Pakeha duplex
- Conservation status: Naturally Uncommon (NZ TCS)

Scientific classification
- Kingdom: Animalia
- Phylum: Arthropoda
- Subphylum: Chelicerata
- Class: Arachnida
- Order: Araneae
- Infraorder: Araneomorphae
- Family: Cycloctenidae
- Genus: Pakeha
- Species: P. duplex
- Binomial name: Pakeha duplex Forster & Wilton, 1973

= Pakeha duplex =

- Authority: Forster & Wilton, 1973
- Conservation status: NU

Species of spider

Pakeha duplex is a species of Cycloctenidae that is endemic to New Zealand.

==Taxonomy==
This species was described in 1973 by Ray Forster and Cecil Wilton from male and female specimens.

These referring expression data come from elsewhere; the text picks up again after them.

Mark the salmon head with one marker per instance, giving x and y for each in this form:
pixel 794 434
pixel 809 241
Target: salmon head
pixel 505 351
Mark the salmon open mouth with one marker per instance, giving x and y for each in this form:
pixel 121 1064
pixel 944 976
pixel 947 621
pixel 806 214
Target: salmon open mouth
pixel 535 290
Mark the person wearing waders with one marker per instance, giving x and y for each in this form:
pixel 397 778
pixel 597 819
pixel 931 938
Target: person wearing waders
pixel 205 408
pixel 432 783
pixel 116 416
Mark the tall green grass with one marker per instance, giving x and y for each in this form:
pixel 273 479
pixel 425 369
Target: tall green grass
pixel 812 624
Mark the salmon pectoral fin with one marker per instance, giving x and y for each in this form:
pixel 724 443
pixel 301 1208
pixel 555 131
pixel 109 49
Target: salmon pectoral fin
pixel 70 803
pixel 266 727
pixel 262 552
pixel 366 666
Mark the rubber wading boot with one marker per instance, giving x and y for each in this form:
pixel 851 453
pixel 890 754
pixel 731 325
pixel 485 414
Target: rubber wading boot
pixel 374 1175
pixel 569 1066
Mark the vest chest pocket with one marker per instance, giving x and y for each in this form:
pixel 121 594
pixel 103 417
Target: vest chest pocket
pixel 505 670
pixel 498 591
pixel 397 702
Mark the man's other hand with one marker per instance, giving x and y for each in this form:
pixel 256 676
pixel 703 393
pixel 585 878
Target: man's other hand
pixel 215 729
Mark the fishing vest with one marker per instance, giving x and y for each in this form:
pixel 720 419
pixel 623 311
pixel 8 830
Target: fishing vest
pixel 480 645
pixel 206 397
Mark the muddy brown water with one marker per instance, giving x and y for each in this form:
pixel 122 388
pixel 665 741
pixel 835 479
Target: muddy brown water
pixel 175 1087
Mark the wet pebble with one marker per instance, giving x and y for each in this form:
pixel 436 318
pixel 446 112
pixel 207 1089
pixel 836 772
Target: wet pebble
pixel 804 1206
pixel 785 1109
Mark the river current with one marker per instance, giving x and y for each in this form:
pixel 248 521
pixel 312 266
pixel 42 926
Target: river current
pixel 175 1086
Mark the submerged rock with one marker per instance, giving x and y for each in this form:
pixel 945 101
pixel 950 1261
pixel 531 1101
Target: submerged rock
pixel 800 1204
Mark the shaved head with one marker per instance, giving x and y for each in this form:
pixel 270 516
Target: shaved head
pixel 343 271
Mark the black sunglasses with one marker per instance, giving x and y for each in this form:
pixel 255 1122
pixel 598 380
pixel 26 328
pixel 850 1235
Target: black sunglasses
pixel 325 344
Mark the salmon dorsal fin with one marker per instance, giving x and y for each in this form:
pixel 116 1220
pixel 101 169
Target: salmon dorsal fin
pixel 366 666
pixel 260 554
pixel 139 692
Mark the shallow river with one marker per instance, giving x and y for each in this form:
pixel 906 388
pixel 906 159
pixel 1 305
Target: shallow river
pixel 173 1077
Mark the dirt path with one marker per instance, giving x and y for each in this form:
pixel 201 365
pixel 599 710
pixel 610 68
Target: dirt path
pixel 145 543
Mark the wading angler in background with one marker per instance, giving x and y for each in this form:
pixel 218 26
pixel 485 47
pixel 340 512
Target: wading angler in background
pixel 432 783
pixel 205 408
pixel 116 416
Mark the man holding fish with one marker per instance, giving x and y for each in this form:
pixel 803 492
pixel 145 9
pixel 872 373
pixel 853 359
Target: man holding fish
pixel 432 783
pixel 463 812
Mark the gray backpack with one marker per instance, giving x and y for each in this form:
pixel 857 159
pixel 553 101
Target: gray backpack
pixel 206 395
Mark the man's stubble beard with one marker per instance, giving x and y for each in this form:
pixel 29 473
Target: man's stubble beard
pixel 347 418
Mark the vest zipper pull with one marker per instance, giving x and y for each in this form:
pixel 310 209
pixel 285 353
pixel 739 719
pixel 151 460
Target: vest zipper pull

The holotype is stored in Otago Museum.

==Description==
The male is recorded at 7.00mm in length whereas the female is 5.20mm. The carapace is patterned dorsally. The legs have dark bands. The abdomen is pale brown with black markings dorsally.

==Distribution==
This species is only known from Westland, New Zealand.

==Conservation status==
Under the New Zealand Threat Classification System, this species is listed as "Naturally Uncommon" with the qualifiers of "Island Endemic" and "One Location".